Au centre de l’île, la forêt de Jozani protège un environnement très différent des plages. Elle est connue pour abriter le colobe roux de Zanzibar, un singe endémique que l’on ne trouve pas naturellement ailleurs.

Les animaux sont généralement faciles à observer, mais il ne faut pas les approcher ni les nourrir. Ils traversent parfois le chemin à quelques mètres des visiteurs, puis disparaissent dans les branches sans se soucier des appareils photo. La forêt abrite également des mangroves et plusieurs espèces végétales intéressantes.

La visite se fait sur des sentiers balisés, avec un guide. Prévoyez des chaussures fermées, surtout après la pluie : certaines portions deviennent boueuses. Jozani ne justifie pas forcément un long détour si votre séjour est très court, mais c’est une bonne excursion entre Stone Town et la côte est.

Observer le quotidien des villages de pêcheurs

Pour comprendre Zanzibar, il faut regarder au-delà des hôtels et des plages. Dans les villages côtiers, les dhows traditionnels sont encore utilisés pour la pêche et le transport. Les hommes réparent les filets, les enfants rentrent de l’école et les femmes travaillent parfois dans les cultures d’algues.

Ces scènes ne sont pas un spectacle. Si vous photographiez des habitants, demandez leur accord. Évitez également de vous aventurer dans les maisons ou les espaces de travail sans invitation. Un guide local peut faciliter les échanges et expliquer les habitudes sans transformer la visite en simple déambulation touristique.

La meilleure manière de soutenir l’économie locale reste souvent très simple : dormir dans une petite structure sérieuse, manger dans des restaurants indépendants, acheter directement aux artisans et rémunérer correctement les guides. L’île vit du tourisme, mais tous ses habitants n’en profitent pas de la même manière.

Quand partir à Zanzibar et combien de temps prévoir

La saison sèche, de juin à octobre, est généralement agréable pour combiner plage et excursions. Les mois de décembre à février sont également chauds et souvent favorables, avec parfois davantage d’humidité. Les longues pluies se concentrent habituellement entre mars et mai, tandis que les courtes pluies peuvent survenir autour de novembre.

Pour un premier séjour, je conseille au minimum sept jours. Deux nuits à Stone Town permettent de visiter la vieille ville et de découvrir les marchés. Le reste du séjour peut être partagé entre la côte nord et la côte est, ou consacré à une seule zone pour éviter de passer son temps dans les transferts.

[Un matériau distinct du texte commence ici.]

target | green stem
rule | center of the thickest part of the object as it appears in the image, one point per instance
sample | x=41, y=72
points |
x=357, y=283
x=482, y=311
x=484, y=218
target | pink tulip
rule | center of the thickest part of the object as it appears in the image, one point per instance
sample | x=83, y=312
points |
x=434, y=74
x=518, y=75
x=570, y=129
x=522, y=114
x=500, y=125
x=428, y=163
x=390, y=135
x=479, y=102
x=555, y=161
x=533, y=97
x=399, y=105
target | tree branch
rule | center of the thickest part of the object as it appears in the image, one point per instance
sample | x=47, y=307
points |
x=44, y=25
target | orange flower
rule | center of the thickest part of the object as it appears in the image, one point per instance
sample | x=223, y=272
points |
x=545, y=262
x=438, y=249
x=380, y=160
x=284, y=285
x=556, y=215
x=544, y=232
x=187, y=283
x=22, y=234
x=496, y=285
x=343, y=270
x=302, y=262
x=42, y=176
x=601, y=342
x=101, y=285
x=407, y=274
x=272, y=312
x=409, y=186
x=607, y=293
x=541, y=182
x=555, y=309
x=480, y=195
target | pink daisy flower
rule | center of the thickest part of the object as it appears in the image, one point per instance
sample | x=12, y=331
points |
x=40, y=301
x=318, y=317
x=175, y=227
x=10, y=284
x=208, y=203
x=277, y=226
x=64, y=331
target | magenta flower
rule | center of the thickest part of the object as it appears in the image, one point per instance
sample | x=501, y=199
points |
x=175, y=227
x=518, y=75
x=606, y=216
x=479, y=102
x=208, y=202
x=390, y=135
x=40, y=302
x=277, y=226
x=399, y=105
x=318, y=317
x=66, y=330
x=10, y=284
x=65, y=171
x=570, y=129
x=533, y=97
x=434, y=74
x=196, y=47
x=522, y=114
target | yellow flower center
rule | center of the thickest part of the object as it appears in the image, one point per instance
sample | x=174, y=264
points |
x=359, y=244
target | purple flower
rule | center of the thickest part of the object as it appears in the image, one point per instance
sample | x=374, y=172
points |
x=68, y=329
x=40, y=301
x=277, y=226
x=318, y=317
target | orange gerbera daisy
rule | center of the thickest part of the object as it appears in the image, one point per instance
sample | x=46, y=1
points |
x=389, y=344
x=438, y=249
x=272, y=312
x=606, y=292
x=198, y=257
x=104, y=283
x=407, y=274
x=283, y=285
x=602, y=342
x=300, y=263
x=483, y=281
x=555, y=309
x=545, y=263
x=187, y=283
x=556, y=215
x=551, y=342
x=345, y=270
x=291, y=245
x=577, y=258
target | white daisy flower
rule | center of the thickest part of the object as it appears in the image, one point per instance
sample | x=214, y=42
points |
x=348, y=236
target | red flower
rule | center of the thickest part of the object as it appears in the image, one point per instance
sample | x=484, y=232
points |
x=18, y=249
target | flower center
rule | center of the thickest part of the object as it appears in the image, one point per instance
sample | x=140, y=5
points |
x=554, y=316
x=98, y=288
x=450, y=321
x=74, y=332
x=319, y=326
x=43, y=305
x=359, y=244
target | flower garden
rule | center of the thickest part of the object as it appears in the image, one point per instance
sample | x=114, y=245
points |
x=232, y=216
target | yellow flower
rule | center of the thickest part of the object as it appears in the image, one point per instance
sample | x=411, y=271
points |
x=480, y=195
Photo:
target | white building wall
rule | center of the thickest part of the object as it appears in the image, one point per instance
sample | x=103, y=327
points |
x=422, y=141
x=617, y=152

  • 4 à 5 jours : Stone Town et une seule côte, avec une excursion en mer.
  • 7 jours : Stone Town, Jozani, une plantation d’épices et une zone balnéaire.
  • 10 à 14 jours : un rythme plus lent, avec plusieurs plages, des activités nautiques et des rencontres locales.

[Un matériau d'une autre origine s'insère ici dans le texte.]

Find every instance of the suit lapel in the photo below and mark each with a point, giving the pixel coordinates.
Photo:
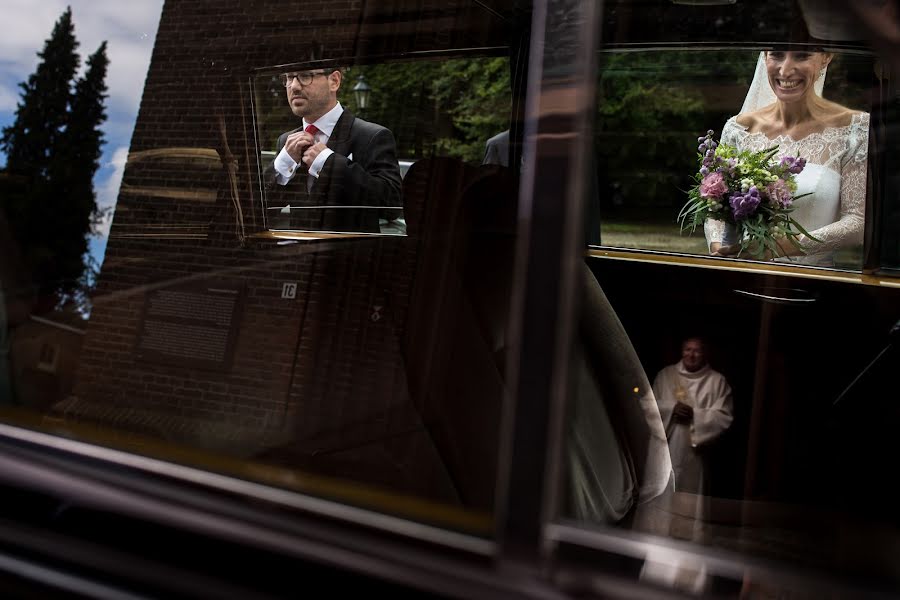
(340, 137)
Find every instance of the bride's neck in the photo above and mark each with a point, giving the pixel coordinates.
(796, 117)
(791, 115)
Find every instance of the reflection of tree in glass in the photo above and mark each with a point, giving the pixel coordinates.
(53, 150)
(448, 107)
(652, 106)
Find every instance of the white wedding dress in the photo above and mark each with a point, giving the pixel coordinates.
(835, 173)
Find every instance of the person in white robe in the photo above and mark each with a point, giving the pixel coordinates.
(695, 404)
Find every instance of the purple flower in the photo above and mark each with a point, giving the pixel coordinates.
(793, 165)
(713, 186)
(744, 205)
(779, 194)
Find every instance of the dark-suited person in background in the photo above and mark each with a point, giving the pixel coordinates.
(333, 159)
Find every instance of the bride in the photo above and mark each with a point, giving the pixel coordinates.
(784, 106)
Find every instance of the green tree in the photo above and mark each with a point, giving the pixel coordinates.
(53, 147)
(42, 112)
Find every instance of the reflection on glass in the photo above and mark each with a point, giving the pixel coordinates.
(654, 105)
(352, 179)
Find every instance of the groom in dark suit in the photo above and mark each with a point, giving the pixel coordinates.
(334, 163)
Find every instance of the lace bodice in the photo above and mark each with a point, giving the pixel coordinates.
(835, 174)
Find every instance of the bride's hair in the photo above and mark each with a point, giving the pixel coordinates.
(760, 93)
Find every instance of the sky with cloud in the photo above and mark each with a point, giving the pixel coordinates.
(128, 27)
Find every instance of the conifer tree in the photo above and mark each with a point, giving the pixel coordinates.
(53, 148)
(43, 110)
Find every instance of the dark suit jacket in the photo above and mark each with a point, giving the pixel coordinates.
(371, 178)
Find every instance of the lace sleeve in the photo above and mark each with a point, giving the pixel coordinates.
(714, 229)
(848, 229)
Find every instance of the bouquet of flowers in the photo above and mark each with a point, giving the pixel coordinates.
(751, 191)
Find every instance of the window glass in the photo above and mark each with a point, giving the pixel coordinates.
(451, 106)
(718, 404)
(227, 327)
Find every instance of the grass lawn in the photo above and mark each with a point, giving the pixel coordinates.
(669, 238)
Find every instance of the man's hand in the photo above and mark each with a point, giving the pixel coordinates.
(682, 413)
(297, 143)
(312, 152)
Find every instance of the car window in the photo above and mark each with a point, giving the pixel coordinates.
(249, 321)
(452, 105)
(717, 404)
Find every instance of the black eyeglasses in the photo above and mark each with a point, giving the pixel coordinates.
(304, 77)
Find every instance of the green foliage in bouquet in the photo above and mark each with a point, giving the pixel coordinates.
(752, 192)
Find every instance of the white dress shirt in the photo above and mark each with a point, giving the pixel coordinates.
(286, 167)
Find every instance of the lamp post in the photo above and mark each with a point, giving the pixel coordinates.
(362, 91)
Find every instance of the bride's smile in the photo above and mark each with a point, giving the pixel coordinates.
(793, 74)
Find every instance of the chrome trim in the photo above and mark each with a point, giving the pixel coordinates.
(723, 562)
(756, 268)
(775, 299)
(295, 500)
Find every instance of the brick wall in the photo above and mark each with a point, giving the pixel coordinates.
(316, 381)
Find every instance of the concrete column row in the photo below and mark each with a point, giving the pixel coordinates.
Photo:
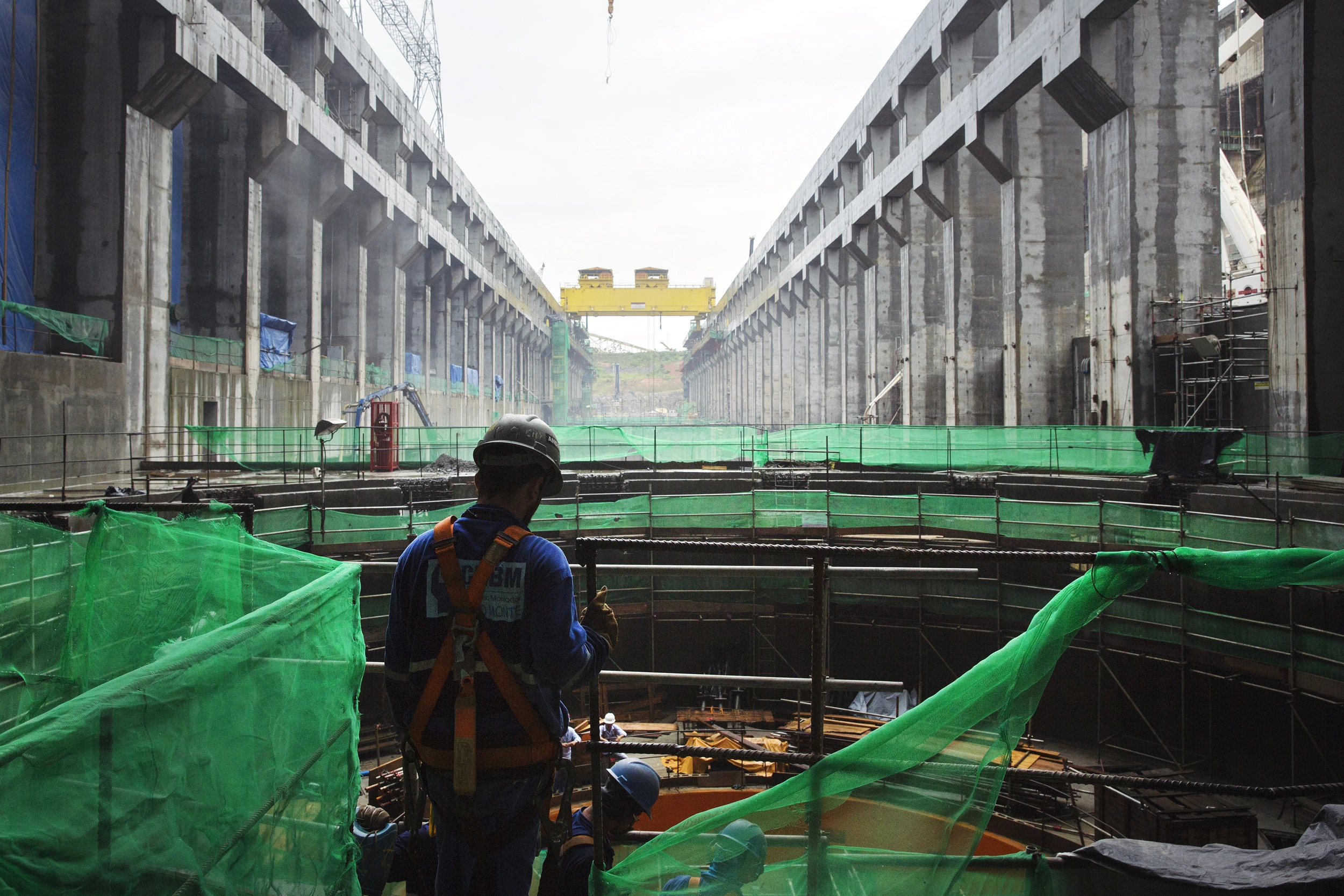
(995, 225)
(316, 232)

Les distances ne sont pas énormes, mais les routes et la circulation peuvent rallonger les trajets. Un déplacement qui semble court sur la carte peut prendre deux heures. Il vaut mieux prévoir moins d’étapes et profiter davantage de chaque lieu. Zanzibar récompense rarement la course : son intérêt se révèle dans les détails, les rencontres et les heures passées à regarder la mer changer de couleur.